A couple of years ago we divided our large Coelogyne ovalis into a vast number of smaller plants. This last week the students have been busy repotting them. We decided to put our plants into larger pots in an attempt to curtail the orchids invasive nature.
Below is a close up of one of the flowers. We grow these orchids in Cool asia, keeping them well watered. We find them easy to grow and are an ideal beginner orchid.
Our greenhouse is filled with scents at the moment. Dendrochilum cobbianum flowers are very attractive but I think the flowers have a smell similar to ammonia. Again our many plants are the product of the division of our large specimen orchid.
I think the spicy perfume of Dendrochilum magnum has a much pleasanter aroma than that of Dendrochilum cobbianum.
The classroom area of our greenhouse is home to our Paphs. Here is Paphiopedilum Helios one of the few hybrids we have at Writhlington. I don’t usually like paphs but I think this one is stunning.
Dendrobium fairchildiae looks beautiful when in flower and is a good early warning of red spider mite in the greenhouse. It surcums first to the pests so is a good plant to keep an eye on for early detection and treatment.

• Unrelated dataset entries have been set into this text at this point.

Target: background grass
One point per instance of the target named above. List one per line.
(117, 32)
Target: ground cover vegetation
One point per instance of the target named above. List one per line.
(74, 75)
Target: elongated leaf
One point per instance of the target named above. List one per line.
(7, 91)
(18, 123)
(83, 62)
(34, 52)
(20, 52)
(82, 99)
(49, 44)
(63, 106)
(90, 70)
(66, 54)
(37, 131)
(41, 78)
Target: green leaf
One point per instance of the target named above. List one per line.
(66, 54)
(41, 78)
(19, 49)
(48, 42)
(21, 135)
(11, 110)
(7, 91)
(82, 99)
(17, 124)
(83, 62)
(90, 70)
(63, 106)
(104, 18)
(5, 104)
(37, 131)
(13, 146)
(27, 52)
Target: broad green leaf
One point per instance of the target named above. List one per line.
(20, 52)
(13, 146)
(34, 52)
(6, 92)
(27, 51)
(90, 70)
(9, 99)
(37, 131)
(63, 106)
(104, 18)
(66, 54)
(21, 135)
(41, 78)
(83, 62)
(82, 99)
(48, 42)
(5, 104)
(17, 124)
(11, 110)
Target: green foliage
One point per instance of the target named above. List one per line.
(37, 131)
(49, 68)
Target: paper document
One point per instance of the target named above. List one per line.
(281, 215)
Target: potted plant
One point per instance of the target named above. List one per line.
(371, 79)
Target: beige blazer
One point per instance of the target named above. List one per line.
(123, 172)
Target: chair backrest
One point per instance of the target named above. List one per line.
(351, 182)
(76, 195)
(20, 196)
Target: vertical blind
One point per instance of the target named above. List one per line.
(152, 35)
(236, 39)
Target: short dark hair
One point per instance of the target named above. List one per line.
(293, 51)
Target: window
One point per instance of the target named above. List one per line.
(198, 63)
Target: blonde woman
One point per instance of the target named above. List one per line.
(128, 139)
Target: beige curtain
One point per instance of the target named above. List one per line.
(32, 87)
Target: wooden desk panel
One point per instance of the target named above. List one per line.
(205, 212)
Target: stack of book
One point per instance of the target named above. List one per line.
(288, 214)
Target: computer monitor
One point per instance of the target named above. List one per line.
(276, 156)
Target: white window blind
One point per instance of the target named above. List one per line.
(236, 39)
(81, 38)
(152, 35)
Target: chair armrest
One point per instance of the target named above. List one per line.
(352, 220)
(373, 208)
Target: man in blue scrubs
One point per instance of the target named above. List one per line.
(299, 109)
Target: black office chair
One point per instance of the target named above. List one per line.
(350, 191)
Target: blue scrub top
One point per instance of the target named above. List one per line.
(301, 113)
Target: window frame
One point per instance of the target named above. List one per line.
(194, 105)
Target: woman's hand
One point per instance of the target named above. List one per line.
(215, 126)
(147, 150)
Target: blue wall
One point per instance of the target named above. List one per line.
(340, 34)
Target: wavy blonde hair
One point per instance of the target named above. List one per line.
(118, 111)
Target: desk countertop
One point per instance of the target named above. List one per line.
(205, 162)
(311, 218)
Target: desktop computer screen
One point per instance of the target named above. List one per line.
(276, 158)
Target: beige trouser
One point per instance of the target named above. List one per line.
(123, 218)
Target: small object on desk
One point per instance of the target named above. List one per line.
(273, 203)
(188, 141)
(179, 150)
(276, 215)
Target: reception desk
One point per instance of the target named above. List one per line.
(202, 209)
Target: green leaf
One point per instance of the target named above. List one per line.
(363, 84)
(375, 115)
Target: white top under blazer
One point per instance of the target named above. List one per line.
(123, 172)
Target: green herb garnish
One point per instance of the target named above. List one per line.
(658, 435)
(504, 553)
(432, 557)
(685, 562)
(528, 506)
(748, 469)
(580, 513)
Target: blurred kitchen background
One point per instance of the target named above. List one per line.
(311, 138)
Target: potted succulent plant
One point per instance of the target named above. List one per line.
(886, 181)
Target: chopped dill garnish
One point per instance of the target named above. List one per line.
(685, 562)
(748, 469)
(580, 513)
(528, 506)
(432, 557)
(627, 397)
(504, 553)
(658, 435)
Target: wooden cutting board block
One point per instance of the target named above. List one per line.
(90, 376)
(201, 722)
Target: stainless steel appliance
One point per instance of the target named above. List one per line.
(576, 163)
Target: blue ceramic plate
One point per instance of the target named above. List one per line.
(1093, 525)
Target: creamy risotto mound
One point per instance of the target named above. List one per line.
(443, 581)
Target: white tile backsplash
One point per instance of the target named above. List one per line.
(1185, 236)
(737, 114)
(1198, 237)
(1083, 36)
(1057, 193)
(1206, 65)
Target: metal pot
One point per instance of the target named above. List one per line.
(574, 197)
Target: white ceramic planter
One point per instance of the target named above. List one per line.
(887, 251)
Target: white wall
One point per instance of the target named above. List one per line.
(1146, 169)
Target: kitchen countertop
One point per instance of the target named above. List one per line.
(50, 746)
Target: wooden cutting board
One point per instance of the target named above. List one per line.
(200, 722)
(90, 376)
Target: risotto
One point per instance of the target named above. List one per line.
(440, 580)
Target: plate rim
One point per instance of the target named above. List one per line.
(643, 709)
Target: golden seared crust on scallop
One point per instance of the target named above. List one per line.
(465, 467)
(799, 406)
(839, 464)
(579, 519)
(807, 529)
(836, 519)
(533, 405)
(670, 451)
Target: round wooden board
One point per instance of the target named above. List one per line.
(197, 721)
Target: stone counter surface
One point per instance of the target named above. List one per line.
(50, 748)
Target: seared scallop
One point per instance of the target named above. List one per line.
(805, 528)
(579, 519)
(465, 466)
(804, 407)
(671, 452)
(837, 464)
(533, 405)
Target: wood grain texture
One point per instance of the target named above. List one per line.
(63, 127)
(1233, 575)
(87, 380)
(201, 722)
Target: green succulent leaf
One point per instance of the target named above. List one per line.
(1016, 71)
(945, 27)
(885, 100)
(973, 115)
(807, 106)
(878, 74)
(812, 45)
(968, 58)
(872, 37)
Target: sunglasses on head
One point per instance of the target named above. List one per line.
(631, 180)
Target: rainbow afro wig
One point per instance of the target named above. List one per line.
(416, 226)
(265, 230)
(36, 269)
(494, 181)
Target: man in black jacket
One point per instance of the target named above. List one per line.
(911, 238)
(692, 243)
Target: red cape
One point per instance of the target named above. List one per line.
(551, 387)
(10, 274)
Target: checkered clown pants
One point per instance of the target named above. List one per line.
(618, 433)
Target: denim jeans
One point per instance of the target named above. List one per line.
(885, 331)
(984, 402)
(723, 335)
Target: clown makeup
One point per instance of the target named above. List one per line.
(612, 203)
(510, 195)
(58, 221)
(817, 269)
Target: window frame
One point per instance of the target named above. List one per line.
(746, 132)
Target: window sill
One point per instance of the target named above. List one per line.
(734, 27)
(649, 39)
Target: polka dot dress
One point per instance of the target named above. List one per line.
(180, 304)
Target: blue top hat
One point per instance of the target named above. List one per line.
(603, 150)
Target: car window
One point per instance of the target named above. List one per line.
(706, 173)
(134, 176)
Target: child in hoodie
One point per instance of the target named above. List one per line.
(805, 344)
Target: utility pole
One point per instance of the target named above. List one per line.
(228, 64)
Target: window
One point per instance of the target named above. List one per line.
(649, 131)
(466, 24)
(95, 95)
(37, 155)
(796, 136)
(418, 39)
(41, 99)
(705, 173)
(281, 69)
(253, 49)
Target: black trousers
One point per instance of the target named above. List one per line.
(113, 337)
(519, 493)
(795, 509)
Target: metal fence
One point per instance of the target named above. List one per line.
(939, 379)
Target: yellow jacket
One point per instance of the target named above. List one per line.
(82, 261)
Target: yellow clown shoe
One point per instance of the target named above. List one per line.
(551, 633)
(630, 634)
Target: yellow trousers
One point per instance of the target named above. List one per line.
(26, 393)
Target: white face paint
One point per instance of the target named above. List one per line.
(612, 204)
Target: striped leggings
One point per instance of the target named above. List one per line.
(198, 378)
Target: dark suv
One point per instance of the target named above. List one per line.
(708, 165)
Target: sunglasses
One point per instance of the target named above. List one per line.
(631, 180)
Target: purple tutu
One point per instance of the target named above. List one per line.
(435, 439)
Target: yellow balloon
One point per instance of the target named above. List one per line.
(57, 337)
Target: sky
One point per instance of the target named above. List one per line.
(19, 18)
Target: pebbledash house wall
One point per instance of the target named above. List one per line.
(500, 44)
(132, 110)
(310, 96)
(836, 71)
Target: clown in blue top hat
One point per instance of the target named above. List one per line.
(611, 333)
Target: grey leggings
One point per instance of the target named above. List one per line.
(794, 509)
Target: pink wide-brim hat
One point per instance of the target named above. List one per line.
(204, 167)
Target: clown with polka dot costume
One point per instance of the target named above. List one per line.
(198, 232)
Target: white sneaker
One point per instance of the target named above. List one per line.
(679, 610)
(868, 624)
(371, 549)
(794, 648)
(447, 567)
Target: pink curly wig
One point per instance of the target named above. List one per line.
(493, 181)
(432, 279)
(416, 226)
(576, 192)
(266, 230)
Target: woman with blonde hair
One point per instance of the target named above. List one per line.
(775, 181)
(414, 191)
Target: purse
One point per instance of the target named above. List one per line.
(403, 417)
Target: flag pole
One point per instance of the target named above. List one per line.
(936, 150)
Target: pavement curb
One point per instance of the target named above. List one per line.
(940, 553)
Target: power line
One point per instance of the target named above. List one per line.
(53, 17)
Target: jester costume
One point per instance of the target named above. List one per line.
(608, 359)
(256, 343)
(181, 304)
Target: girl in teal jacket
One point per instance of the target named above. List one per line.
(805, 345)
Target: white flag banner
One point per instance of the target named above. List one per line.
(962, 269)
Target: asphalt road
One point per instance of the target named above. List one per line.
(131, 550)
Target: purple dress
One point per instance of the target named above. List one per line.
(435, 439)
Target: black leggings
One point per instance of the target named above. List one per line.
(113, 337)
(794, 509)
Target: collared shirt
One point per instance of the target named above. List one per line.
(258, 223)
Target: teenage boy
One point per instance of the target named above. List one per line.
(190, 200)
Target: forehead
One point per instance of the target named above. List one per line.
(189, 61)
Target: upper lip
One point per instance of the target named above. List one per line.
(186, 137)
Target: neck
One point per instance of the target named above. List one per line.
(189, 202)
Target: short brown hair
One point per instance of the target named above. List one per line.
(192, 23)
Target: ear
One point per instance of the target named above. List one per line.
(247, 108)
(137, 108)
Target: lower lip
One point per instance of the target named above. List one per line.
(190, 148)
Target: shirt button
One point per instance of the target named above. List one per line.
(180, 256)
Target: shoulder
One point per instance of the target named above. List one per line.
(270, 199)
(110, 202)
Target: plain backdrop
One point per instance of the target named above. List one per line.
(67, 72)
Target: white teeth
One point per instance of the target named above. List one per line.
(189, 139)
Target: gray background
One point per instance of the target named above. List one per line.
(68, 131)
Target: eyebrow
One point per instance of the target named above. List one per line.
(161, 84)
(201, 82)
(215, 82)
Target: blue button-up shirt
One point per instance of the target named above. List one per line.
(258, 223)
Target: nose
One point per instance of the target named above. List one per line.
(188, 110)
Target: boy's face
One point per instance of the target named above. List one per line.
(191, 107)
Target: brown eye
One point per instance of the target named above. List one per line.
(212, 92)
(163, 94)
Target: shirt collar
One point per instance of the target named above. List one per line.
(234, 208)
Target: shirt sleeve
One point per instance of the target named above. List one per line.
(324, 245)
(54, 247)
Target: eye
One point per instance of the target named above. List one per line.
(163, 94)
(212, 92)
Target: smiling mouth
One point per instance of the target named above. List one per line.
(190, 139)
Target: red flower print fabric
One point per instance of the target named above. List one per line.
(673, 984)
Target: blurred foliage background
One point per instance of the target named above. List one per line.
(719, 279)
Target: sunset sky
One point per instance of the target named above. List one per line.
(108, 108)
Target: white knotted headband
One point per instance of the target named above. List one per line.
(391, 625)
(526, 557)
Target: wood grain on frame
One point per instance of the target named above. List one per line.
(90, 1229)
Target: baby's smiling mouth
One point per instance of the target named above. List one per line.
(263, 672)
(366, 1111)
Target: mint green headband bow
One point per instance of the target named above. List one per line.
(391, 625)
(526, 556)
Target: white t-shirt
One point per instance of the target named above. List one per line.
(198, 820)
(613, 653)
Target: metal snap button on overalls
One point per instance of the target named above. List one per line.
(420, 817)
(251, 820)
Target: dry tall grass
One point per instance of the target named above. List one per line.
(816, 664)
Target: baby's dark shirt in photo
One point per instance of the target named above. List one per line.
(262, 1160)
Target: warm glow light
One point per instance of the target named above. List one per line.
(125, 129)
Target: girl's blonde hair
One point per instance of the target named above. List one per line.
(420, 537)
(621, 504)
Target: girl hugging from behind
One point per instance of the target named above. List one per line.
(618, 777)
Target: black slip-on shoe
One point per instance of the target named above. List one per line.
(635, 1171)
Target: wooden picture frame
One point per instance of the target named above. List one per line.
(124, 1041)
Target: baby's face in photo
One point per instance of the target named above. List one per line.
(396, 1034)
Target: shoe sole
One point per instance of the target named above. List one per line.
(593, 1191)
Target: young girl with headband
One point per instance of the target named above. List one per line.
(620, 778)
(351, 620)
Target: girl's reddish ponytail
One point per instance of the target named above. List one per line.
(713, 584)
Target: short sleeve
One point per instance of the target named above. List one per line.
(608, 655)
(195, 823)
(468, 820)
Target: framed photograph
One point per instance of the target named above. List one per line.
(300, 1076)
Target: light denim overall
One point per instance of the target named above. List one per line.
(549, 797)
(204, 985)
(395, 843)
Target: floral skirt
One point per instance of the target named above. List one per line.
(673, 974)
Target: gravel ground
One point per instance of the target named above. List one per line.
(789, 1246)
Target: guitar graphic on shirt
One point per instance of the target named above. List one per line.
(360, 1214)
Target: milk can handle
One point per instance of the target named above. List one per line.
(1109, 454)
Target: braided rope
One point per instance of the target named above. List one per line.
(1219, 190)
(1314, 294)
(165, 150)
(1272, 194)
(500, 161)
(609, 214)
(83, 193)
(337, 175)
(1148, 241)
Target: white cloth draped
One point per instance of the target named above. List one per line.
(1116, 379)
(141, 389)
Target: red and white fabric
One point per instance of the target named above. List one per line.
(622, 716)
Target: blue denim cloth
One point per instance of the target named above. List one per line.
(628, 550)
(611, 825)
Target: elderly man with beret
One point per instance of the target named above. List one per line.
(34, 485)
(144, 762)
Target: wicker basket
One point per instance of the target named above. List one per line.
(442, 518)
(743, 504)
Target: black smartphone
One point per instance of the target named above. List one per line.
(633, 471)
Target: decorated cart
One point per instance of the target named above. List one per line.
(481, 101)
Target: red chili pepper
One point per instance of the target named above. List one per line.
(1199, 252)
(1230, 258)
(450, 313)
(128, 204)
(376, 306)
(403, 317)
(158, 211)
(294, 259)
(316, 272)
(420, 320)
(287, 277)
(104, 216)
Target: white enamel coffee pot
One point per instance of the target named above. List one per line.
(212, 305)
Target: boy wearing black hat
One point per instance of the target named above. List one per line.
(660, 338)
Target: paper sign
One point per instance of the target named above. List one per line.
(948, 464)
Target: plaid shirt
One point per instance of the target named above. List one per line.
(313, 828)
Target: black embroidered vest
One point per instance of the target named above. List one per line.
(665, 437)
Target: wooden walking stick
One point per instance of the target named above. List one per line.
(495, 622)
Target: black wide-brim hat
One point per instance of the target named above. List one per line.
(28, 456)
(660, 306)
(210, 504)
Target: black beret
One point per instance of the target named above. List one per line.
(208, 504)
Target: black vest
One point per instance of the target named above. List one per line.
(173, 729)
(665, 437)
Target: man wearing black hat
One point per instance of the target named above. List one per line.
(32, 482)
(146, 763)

I remember splitting our large Coelogyne barbata during lockdown. Our new plants have been doing really well in the temperate section of our greenhouse. We water them well in the summer and keep them damp in the winter months. Coelogyne barbata grow into large specimen orchids and are known as Bearded Coelogyne because their lip looks like a beard.
We do not grow many hybrids in Writhlington but I saw our Oncidium hybrid flowering in our Cool Asia section and thought it beautiful. It flowers reliably every year with long lasting blooms but regrettably I don’t know the name of the hybrid.